# Happy 40th Anniversary



## Avalanche 2500 (Dec 31, 2015)

WOW! It's been that long for the Blizzard of 78. Approx. 33" in R.I. I was 12 yrs. old and remember
it well, HATS OFF!! to the National Guard Cleared our Streets in Central Falls, R.I. :usflag:


----------



## fhafer (Jan 31, 2014)

I was in high school and remember the National Guard getting it done where I lived too...Framingham, MA.


----------



## FredG (Oct 15, 2012)

I was 2 years out of high school lol.


----------



## Mr.Markus (Jan 7, 2010)

FredG said:


> I was 2 years out of high school lol.


*You're 82...!!!*


----------



## FredG (Oct 15, 2012)

Mr.Markus said:


> *You're 82...!!!*


Hum, Let me see I'm thinking I was 20 in 1978, Do the math lol.


----------



## Randall Ave (Oct 29, 2014)

I was 19 in 1978. I think I remember that storm.


----------



## fireside (Mar 1, 2008)

I was 4. I remember the snow piles towering over me. The green army trucks were everywhere. I do have a picture of me seating on an army bulldozer on my street plowing yup they used a dozer


----------



## FredG (Oct 15, 2012)

fireside said:


> I was 4. I remember the snow piles towering over me. The green army trucks were everywhere.

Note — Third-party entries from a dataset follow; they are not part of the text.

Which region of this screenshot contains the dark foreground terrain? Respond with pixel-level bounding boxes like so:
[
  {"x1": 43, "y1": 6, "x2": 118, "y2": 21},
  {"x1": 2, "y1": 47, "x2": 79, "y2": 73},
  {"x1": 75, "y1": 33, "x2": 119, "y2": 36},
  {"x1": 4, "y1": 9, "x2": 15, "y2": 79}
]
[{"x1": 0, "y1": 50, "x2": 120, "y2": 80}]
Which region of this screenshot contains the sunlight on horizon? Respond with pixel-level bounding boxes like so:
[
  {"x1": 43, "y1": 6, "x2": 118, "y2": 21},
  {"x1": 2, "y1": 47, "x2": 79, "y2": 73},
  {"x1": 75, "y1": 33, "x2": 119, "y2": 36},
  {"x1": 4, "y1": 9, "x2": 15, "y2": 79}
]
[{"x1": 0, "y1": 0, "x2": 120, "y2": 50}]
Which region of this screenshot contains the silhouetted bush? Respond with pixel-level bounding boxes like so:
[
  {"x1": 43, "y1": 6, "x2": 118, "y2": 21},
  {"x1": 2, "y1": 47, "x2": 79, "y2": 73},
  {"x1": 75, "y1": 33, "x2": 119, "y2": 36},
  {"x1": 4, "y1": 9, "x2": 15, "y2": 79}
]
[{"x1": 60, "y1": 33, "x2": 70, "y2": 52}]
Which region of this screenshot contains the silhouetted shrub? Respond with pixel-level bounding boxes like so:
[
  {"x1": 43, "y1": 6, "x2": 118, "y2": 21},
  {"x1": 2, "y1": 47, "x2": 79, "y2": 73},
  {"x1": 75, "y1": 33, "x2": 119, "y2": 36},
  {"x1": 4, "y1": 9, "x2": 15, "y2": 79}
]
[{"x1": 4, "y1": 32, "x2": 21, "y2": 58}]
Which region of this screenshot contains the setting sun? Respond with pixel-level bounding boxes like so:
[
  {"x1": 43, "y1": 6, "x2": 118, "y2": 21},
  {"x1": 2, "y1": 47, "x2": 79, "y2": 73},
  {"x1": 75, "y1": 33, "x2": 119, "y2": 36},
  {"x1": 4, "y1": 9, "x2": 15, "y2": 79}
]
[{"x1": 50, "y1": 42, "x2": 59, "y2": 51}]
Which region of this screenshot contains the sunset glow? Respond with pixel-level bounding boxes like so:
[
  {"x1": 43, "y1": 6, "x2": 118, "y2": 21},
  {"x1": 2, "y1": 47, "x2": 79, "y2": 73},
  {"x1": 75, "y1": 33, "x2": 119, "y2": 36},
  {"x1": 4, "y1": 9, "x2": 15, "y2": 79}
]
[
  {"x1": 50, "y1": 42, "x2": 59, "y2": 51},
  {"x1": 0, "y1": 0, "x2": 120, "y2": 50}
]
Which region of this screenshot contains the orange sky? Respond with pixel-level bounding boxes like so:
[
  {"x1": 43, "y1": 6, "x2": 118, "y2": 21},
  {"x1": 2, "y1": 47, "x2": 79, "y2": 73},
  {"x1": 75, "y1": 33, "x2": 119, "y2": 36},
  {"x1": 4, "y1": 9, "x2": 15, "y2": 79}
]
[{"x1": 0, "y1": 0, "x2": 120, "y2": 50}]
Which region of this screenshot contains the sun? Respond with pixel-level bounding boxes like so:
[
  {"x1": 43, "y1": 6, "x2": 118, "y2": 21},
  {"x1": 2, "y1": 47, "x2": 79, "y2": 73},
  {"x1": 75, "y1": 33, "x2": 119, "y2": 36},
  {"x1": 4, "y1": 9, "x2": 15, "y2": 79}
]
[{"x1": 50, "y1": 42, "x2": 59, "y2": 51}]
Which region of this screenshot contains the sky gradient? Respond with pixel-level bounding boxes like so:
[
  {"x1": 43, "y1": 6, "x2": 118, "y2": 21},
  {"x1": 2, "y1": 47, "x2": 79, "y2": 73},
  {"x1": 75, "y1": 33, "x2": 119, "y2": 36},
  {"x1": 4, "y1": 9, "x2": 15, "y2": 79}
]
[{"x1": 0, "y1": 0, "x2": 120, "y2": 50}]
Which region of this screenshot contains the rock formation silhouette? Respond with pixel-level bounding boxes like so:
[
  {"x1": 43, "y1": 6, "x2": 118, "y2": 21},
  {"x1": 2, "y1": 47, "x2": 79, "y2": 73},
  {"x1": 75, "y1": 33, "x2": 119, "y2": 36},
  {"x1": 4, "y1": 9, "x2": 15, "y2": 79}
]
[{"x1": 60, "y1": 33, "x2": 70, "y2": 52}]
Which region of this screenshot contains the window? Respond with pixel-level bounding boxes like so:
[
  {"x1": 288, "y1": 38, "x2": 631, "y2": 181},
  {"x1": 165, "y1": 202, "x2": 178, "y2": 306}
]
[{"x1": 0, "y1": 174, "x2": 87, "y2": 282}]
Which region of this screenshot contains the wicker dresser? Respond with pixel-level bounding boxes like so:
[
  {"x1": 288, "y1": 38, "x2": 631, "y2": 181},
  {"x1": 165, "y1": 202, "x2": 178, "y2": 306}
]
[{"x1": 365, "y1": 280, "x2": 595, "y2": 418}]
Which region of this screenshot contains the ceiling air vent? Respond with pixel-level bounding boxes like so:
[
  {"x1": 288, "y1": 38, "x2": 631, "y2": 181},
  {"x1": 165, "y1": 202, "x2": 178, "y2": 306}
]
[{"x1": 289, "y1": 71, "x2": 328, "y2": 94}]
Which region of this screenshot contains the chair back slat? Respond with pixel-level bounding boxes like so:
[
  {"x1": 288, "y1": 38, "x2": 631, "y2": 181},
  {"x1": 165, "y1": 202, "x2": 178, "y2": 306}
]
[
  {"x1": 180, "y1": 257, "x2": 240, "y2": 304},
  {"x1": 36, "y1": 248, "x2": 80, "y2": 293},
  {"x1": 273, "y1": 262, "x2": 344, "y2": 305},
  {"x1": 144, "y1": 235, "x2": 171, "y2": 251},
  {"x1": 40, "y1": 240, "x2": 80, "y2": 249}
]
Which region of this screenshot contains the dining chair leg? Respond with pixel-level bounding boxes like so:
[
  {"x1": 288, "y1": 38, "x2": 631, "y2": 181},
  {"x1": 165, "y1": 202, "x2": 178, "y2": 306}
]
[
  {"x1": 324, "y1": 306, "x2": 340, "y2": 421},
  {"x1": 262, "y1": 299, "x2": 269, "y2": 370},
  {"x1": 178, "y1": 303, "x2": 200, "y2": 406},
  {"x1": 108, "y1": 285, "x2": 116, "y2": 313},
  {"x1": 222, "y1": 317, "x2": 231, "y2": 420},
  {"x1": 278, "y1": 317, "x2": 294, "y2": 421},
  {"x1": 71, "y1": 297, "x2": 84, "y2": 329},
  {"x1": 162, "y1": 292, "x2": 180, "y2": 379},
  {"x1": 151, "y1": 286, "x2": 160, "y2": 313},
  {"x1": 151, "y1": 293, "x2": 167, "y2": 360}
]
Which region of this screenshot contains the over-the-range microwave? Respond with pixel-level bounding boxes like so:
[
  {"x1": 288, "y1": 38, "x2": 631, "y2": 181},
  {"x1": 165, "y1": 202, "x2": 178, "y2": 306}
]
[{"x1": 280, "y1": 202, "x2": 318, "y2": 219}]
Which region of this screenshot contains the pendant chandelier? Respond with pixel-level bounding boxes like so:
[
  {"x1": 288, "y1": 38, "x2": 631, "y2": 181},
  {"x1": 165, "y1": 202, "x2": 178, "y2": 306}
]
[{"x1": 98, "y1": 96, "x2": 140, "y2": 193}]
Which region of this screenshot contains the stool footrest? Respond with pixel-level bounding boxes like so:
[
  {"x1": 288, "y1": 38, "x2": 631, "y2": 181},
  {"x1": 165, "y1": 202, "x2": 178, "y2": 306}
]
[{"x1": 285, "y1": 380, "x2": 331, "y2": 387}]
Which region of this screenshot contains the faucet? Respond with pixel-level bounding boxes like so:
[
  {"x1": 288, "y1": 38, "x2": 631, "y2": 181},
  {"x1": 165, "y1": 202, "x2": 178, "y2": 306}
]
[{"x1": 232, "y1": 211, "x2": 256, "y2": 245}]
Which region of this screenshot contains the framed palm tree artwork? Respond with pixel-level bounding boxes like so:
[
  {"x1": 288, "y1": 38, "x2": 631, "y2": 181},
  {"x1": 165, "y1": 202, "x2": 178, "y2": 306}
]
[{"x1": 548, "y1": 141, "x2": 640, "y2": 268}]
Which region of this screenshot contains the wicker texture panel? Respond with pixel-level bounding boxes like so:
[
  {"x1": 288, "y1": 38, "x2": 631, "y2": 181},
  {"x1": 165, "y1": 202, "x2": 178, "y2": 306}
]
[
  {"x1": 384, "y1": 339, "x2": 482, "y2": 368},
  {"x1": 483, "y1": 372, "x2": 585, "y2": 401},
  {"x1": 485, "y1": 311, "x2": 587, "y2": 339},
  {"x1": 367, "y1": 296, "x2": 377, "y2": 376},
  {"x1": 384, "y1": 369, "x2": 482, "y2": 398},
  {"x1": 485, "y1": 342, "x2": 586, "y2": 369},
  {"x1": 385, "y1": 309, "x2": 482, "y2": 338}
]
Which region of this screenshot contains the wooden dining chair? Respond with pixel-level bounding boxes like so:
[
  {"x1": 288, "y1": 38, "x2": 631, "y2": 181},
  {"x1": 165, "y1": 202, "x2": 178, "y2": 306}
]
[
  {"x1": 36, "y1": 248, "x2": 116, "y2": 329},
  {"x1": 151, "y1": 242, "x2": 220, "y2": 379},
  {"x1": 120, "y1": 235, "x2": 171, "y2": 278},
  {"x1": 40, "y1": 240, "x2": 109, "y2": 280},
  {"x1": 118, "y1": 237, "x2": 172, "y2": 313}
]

I do have a picture of me seating on an army bulldozer on my street plowing yup they used a dozer


Post the picture, I think it would be cool.


----------



## Rustyk (Oct 29, 2015)

I was 24 working in a gas station,i'll never forget how quickly the snow piled up.That night we where towing abandoned cars off of the roads so the plows could get through.I remember wind gusting so bad I had to hang on to the wrecker.State was shut down for 3 days.


----------